Thinking from, through, with, and against the collection
After innumerous months of digital learning, we find ourselves—perhaps for the first time—in a physical workshop. We are in Dresden, Eastern Germany, in a baroque building that houses the Kunstgewerbemuseum and its collection—one of the fourteen collections of Dresden’s Staatlichen Kunstsammlungen. As we land here together, we will use this moment in time and space to ground ourselves in this specific territory and place and use it as a starting point for a critical reflection around the roles of collections in shaping collective memory—as well as collective amnesia.
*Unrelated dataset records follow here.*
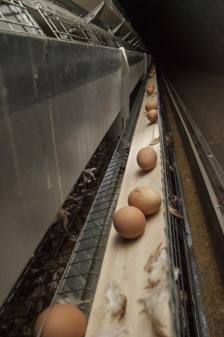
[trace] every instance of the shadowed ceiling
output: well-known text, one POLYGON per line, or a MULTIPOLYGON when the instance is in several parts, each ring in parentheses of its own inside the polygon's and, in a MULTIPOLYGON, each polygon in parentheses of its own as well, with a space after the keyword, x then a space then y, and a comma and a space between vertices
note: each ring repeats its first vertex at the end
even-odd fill
POLYGON ((119 0, 161 62, 224 75, 224 0, 119 0))

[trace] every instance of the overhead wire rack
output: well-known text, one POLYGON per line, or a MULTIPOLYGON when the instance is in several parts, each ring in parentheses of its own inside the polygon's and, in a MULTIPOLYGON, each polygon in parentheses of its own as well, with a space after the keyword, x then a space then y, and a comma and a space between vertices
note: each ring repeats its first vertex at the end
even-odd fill
POLYGON ((78 18, 71 19, 57 13, 43 3, 37 3, 38 10, 54 35, 58 39, 70 39, 113 48, 124 47, 132 50, 127 42, 104 32, 92 25, 83 23, 78 18))
POLYGON ((60 7, 67 9, 71 13, 73 13, 80 17, 84 18, 89 12, 84 8, 77 4, 72 0, 50 0, 52 3, 55 3, 60 7))
POLYGON ((45 35, 42 28, 19 0, 0 1, 0 28, 45 35))

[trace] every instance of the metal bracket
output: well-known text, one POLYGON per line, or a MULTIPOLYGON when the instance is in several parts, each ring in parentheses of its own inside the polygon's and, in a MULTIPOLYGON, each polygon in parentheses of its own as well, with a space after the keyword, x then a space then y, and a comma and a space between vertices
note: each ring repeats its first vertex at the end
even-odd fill
POLYGON ((132 43, 132 42, 133 42, 133 41, 134 41, 134 40, 135 39, 135 38, 136 38, 136 37, 137 37, 137 36, 134 36, 134 37, 133 37, 131 40, 130 40, 129 41, 128 41, 128 42, 129 42, 130 43, 132 43))
POLYGON ((129 115, 130 67, 123 47, 119 48, 122 53, 121 109, 115 118, 112 128, 116 137, 119 137, 125 128, 129 115))
POLYGON ((128 32, 127 33, 127 34, 126 34, 126 35, 125 35, 124 36, 123 36, 123 37, 122 38, 122 39, 123 40, 123 41, 124 40, 125 40, 125 38, 127 38, 127 37, 128 36, 129 36, 129 35, 130 35, 130 34, 131 33, 131 30, 130 30, 130 31, 128 31, 128 32))
POLYGON ((139 42, 139 41, 140 41, 140 40, 137 40, 137 41, 136 42, 135 42, 134 43, 133 43, 133 45, 136 45, 137 44, 137 43, 138 43, 138 42, 139 42))
POLYGON ((88 23, 89 22, 93 20, 96 15, 99 13, 100 10, 101 9, 102 7, 105 4, 105 1, 102 1, 100 4, 95 8, 95 9, 92 10, 90 13, 89 13, 87 16, 85 18, 84 20, 87 23, 88 23))

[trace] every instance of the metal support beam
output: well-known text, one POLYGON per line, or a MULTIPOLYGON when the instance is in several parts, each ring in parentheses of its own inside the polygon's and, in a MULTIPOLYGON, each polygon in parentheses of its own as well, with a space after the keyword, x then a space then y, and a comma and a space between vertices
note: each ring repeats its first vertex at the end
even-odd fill
POLYGON ((127 34, 126 34, 126 35, 125 35, 124 36, 123 36, 123 37, 122 38, 122 39, 123 40, 123 41, 129 36, 129 35, 130 35, 131 32, 131 30, 130 30, 130 31, 128 31, 127 34))
POLYGON ((116 31, 117 31, 117 30, 120 28, 120 27, 121 27, 122 26, 122 25, 123 24, 124 22, 124 19, 123 19, 123 20, 122 21, 122 22, 120 22, 120 23, 119 23, 119 24, 117 24, 116 27, 115 27, 113 29, 112 29, 112 33, 113 34, 115 34, 116 31))
POLYGON ((94 17, 97 15, 101 8, 105 4, 105 1, 102 1, 102 2, 95 9, 92 10, 90 13, 88 14, 88 15, 85 18, 85 21, 87 23, 90 22, 91 20, 94 18, 94 17))

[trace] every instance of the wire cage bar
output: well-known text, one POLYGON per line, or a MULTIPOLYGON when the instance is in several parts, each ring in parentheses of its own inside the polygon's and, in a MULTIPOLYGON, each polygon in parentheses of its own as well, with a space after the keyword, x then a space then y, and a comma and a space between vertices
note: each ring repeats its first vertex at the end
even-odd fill
MULTIPOLYGON (((0 336, 32 336, 37 315, 56 296, 93 298, 139 111, 134 106, 118 145, 108 131, 86 168, 95 165, 94 175, 80 177, 63 206, 70 214, 53 222, 0 309, 0 336)), ((91 303, 83 306, 88 316, 91 303)))
POLYGON ((21 1, 17 0, 0 1, 0 28, 45 35, 21 1))
POLYGON ((58 39, 79 41, 112 48, 124 47, 130 50, 129 44, 120 40, 109 33, 105 33, 93 25, 84 24, 77 19, 63 17, 56 13, 53 8, 45 8, 38 4, 38 10, 48 26, 58 39))

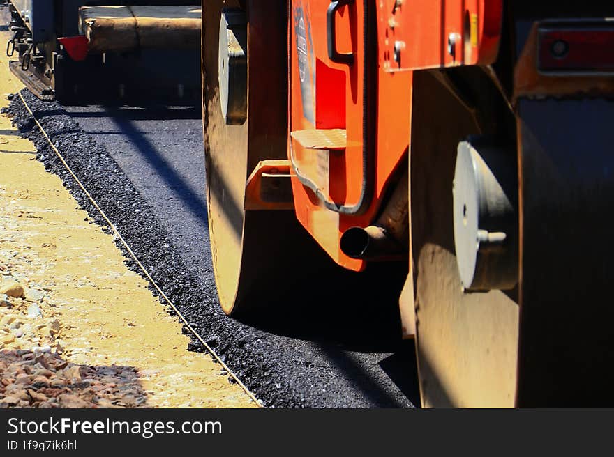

What kind of things, objects, artifacts, concepts, and constructs are collected here? What are/were their purposes, functions, aesthetics, and histories? Who made them, when, and with what ideas in mind? What typologies are most recurrent in this collection, and what patterns and anomalies can be found within the collection? What is abundant and what is absent? What ideal of a human do these objects suggest? What ideas about work, time, leisure, wealth, love, community, politics can be derived from these objects? What understandings of gender, race, sexuality, ethnicity, or religion can be inferred from these objects? Ultimately, which visions of the world, society, and humanity do these objects suggest and support? Most importantly, what other visions and concepts are missing?
YOUR PROFILE
For you, design is not a demarcated field or discipline but a lens to critically look at the world. In that, you aren’t afraid to question power and privilege. You’re also not afraid to call things by their true names: bias, prejudice, racism, sexism, violence, justice. And you use the F word a lot—Feminism, that is. You’re angry. Angry at the inequalities around you, angry at design history, angry at design academia, angry at the language used to talk about design. But this anger fuels your research and practice, which you see as a modest means to contribute to the dismantling and disruption of white supremacy, heteronormativity, cisnormativity, patriarchy, ableism. You believe in thinking and working collectively, and you genuinely want to learn from and with others. Finally, you can communicate moderately well in English.
Nina Paim (BR)
Nina Paim is a Brazilian curator and design researcher. Her work usually involves many others and revolves around notions of directing, supporting, and collaborating. She was born in Nova Friburgo 168 years after Swiss settler-colonialists displaced the indigenous tribes of the puris, coroados, and guarus. Love and fate brought her to Basel, where she seeks to transmute her daily immigrant anger into care practices for making space. She curated the exhibition “Taking a Line for a Walk” at the 2014 Brno Design Biennial and co-curated “Department of Non-Binaries” at the 2018 Fikra Design Biennial. She was a program coordinator for the 2018 Swiss Design Network conference “Beyond Change.” She’s a two-time recipient of the Swiss Design Award, and co-founder and director Futuress, a feminist platform for design politics.